If the Winner participates in the Program as an individual:
The Winner shall specify the following details in their account on the Platform:
a) Full name;
b) Date of birth;
c) Payment details: the name and BIK (Sort Code) of the beneficiary bank, the correspondent account, INN (taxpayer identification number) of the beneficiary bank, the beneficiary bank account, the beneficiary name;
d) Passport details: series, number, date of issue, subdivision code, issuing authority, registration address;
e) INN (taxpayer identification number), if applicable.
If the Winner is under 18 (eighteen) years of age, they shall provide the Organizer with written consent of their legal representatives for the Winner's participation in the Program and compliance with these Regulations.
The Organizer may request a scanned copy of the Winner's foreign passport, including scanned copies of the pages with stamps confirming crossings of Russian borders.
If the Organizer is unable to establish the Winner's country of tax residence due to insufficient information provided by the Winner, the Organizer may reduce the reward amount granted to the Winner (an individual) by the PIT (personal income tax) amount calculated at a 30-percent rate.
If the Winner acts as an individual, the Organizer shall calculate the PIT amount, deduct it from the reward amount and remit it to the Russian tax authorities.
To pay the reward money to the Winner, the Organizer shall remit funds using bank details specified by the Winner on the Platform. If no notification of non-receipt of the payment is received by the Organizer from the Winner within 30 (thirty) calendar days following the payment date, the Organizer will be deemed to have fulfilled its reward payment obligations in full.
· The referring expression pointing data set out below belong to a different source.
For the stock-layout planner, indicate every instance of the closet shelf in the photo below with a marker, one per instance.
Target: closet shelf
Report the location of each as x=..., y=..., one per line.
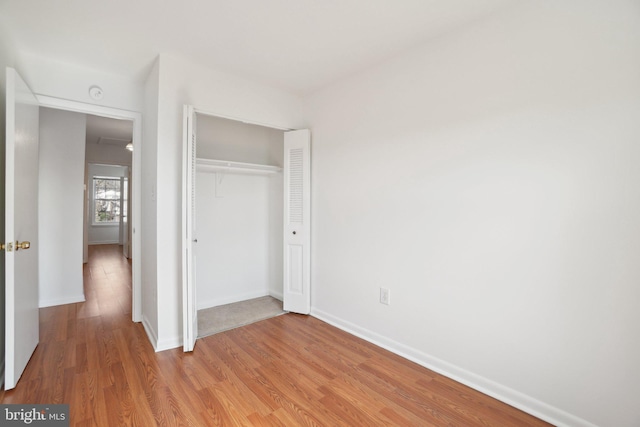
x=210, y=165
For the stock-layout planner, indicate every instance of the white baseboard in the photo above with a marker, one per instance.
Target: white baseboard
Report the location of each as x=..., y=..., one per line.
x=507, y=395
x=61, y=301
x=151, y=334
x=169, y=344
x=160, y=345
x=231, y=299
x=277, y=295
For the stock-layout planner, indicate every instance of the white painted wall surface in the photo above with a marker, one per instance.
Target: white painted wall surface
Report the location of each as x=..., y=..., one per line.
x=239, y=142
x=107, y=154
x=489, y=180
x=149, y=208
x=7, y=56
x=182, y=82
x=233, y=238
x=102, y=234
x=60, y=219
x=72, y=82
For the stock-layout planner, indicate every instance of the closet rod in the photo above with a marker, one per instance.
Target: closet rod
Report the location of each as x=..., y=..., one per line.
x=212, y=165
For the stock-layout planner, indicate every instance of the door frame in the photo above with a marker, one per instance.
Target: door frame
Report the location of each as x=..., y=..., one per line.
x=136, y=175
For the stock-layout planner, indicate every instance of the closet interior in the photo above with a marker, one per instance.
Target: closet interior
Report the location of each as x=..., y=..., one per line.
x=238, y=214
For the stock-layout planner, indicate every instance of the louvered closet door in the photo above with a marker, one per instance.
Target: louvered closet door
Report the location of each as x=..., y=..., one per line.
x=297, y=225
x=189, y=239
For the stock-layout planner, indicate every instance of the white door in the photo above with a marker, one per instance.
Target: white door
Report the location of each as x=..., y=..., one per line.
x=189, y=311
x=297, y=224
x=21, y=227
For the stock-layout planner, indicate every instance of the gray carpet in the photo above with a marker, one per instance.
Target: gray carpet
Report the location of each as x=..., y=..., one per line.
x=229, y=316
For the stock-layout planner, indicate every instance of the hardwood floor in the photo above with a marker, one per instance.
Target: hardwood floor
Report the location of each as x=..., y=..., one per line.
x=290, y=370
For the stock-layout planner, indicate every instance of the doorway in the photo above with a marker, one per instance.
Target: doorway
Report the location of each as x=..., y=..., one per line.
x=134, y=201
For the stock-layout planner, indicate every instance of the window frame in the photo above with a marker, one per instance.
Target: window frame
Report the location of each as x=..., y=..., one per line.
x=94, y=199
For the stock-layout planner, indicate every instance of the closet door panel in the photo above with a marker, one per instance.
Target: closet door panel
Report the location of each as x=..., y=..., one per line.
x=297, y=221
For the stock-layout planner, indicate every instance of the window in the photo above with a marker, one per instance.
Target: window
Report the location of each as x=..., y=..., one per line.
x=106, y=200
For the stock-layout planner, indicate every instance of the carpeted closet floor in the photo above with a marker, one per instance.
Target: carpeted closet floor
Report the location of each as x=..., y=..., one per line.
x=224, y=317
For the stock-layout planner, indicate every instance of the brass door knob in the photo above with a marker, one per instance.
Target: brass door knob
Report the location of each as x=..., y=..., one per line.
x=22, y=245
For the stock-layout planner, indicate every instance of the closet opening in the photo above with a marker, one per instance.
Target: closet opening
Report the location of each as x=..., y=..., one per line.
x=238, y=223
x=246, y=220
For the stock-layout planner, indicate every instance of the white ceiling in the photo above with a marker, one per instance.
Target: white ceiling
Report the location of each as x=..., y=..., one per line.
x=296, y=45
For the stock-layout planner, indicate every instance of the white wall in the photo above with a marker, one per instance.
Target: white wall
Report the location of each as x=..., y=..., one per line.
x=60, y=206
x=6, y=60
x=489, y=180
x=102, y=234
x=107, y=154
x=233, y=238
x=182, y=82
x=239, y=142
x=72, y=82
x=149, y=207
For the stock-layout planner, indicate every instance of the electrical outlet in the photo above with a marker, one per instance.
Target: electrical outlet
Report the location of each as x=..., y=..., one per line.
x=385, y=297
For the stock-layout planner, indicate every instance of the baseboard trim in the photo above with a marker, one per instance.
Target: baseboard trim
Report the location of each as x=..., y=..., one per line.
x=169, y=344
x=277, y=295
x=151, y=334
x=159, y=345
x=231, y=299
x=61, y=301
x=2, y=373
x=491, y=388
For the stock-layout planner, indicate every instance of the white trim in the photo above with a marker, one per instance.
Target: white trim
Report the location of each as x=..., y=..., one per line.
x=136, y=190
x=169, y=344
x=61, y=301
x=104, y=242
x=484, y=385
x=277, y=295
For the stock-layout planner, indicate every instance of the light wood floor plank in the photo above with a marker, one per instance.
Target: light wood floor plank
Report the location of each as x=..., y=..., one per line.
x=290, y=370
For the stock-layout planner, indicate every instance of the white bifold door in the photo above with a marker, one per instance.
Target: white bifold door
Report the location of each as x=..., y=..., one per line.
x=189, y=240
x=297, y=225
x=20, y=241
x=297, y=222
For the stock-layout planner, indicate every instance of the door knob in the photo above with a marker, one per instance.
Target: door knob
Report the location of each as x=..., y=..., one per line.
x=22, y=245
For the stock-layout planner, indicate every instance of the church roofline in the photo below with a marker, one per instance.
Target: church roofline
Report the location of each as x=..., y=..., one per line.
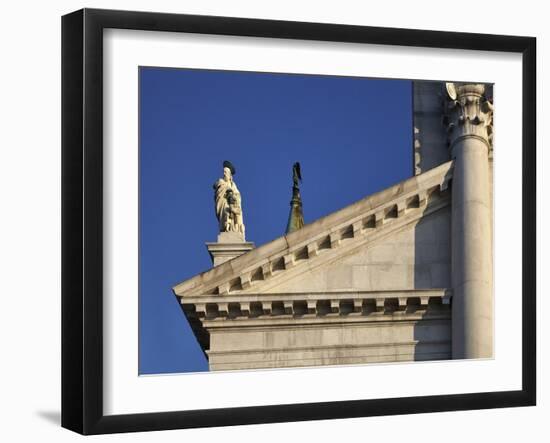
x=287, y=251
The procedure and all other necessary information required for a Winner who is a non-Russian citizen and an individual to receive a reward may differ from the information specified in clauses 6.3.2–6.3.7 of these Regulations and shall be posted in the Participant's account.
If the Winner participates in the Program as a self-employed individual and is a taxpayer under the special Self-Employment Tax regime (in accordance with Federal Law No. 422-FZ dated November 27, 2018):
The Winner shall specify the following details in their account on the Platform:
a) Full name;
b) Date of birth;
c) INN (taxpayer’s identification number).
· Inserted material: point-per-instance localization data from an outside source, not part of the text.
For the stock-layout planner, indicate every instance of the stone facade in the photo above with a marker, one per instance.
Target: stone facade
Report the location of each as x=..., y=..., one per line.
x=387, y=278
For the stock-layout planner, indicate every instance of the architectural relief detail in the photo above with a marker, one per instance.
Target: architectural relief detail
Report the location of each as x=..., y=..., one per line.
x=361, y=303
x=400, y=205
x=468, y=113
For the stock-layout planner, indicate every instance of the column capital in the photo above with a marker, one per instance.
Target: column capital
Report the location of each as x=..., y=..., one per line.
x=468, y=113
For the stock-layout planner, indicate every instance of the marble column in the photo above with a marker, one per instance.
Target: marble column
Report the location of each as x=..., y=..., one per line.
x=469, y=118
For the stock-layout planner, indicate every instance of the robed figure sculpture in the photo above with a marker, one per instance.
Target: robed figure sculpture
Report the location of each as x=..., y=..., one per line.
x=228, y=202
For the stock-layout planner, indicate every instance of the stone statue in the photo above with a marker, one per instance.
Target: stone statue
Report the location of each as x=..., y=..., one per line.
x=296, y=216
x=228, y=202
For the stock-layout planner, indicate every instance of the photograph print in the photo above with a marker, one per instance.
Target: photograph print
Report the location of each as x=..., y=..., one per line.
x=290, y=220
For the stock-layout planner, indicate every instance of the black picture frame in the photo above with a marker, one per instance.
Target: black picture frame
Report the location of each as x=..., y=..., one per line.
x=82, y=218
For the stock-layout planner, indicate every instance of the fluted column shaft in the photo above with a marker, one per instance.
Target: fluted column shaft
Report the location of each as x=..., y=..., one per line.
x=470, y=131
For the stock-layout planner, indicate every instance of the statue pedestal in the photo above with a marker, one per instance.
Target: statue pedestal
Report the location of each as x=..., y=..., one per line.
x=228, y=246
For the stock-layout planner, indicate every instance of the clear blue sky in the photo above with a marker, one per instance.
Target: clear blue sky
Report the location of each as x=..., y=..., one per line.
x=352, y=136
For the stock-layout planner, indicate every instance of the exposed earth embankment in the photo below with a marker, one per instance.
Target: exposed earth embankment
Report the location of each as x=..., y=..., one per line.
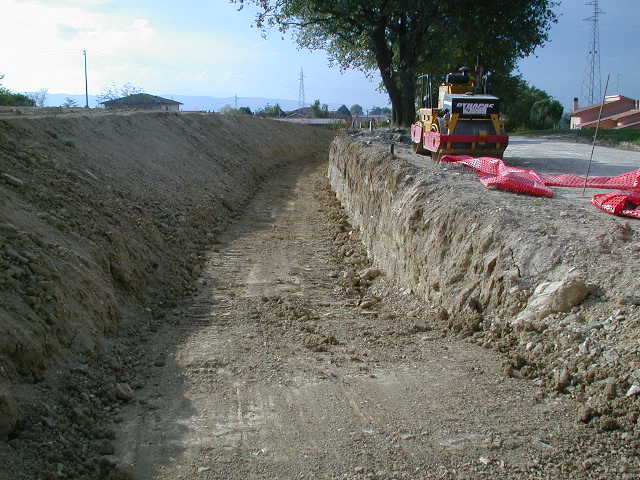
x=548, y=282
x=103, y=215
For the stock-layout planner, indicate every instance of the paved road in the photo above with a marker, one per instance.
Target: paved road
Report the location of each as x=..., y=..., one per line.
x=274, y=373
x=556, y=157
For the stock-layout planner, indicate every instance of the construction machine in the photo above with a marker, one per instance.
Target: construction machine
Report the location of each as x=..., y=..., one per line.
x=466, y=120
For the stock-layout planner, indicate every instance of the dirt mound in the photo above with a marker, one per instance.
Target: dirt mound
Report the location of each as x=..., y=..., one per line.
x=103, y=219
x=551, y=285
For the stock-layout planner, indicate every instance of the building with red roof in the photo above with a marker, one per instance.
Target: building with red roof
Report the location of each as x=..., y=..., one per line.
x=618, y=112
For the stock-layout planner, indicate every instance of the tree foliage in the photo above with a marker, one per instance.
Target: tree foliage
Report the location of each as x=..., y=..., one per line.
x=113, y=91
x=545, y=114
x=274, y=111
x=402, y=39
x=10, y=99
x=229, y=110
x=526, y=106
x=39, y=97
x=320, y=111
x=343, y=110
x=380, y=111
x=69, y=103
x=356, y=110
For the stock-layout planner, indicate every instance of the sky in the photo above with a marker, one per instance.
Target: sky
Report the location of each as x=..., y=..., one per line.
x=207, y=47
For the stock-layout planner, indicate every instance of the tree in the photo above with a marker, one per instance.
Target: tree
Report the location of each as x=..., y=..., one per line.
x=10, y=99
x=402, y=39
x=272, y=111
x=546, y=113
x=356, y=110
x=320, y=111
x=112, y=91
x=343, y=110
x=40, y=97
x=69, y=103
x=228, y=110
x=380, y=111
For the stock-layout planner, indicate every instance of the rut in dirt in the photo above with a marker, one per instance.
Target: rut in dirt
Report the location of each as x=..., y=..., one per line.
x=294, y=361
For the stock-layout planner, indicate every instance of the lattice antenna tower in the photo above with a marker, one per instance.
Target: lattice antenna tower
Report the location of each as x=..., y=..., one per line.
x=301, y=99
x=592, y=83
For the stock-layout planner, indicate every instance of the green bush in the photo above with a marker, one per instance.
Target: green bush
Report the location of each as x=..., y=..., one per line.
x=9, y=99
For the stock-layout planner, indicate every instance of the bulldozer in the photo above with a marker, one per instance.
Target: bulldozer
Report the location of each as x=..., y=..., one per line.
x=466, y=120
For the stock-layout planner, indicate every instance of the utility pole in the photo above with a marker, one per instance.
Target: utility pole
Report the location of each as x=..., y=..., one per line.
x=301, y=99
x=86, y=82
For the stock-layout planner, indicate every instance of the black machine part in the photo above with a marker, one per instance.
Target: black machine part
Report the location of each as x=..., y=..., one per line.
x=472, y=106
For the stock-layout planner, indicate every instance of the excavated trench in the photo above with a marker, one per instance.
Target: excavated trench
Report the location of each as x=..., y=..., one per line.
x=550, y=283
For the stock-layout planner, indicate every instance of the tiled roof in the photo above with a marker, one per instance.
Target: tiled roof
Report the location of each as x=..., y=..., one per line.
x=597, y=105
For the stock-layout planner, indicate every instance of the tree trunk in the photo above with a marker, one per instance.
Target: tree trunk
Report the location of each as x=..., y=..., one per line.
x=384, y=61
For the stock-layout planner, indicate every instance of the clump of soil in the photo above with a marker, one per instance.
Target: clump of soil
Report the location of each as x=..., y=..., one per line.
x=485, y=260
x=103, y=221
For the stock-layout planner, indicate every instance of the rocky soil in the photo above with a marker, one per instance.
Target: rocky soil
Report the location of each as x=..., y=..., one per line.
x=183, y=300
x=551, y=286
x=103, y=222
x=296, y=358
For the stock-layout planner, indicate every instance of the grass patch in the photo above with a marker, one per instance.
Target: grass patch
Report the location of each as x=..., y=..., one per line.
x=626, y=136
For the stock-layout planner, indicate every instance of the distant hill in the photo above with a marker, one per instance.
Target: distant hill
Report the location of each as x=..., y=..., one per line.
x=192, y=102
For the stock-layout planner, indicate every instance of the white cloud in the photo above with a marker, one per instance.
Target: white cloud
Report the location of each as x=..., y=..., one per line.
x=41, y=45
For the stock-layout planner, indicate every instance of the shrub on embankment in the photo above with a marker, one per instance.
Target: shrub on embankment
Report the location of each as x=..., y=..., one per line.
x=101, y=214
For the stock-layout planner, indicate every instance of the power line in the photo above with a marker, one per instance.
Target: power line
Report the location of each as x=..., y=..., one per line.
x=86, y=81
x=592, y=82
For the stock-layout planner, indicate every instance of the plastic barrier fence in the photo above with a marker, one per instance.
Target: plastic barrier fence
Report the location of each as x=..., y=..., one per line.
x=493, y=172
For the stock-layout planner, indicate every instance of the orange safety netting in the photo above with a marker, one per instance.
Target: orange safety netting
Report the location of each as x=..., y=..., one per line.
x=494, y=172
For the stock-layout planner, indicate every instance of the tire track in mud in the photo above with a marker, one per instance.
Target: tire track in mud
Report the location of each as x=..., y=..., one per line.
x=272, y=370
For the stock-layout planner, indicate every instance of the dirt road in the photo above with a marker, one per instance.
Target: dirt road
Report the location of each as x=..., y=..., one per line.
x=294, y=361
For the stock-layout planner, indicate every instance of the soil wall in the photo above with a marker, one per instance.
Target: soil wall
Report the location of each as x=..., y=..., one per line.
x=101, y=214
x=551, y=284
The Winner shall register in the Konsol service in accordance with clause 6.4 of the Regulations.
If the Winner is a self-employed individual and a taxpayer under the special Self-Employment Tax regime, a receipt will be generated in the Konsol service on the day of receiving the reward (in accordance with Art. 14 of Federal Law No. 422-FZ dated November 27, 2018). The Winner is solely responsible for paying taxes on the reward received from the Organizer.
If the Winner is a self-employed individual and was the Organizer's employee at any time in the 2 (two) preceding years, the Organizer shall pay the reward to the Winner as an individual (or an individual entrepreneur if the Winner is registered as such and has provided the documents in accordance with these Regulations).
If the Winner participates in the Program as an individual entrepreneur:
The Winner shall specify the following details in their account on the Platform:
a) Full name;
b) Date of birth;
c) INN (taxpayer’s identification number).
The Winner shall register in the Konsol service in accordance with clause 6.4 of the Regulations.
If the Winner is an individual entrepreneur, they are solely responsible for paying taxes on the reward received from the Organizer in accordance with the applicable tax regime.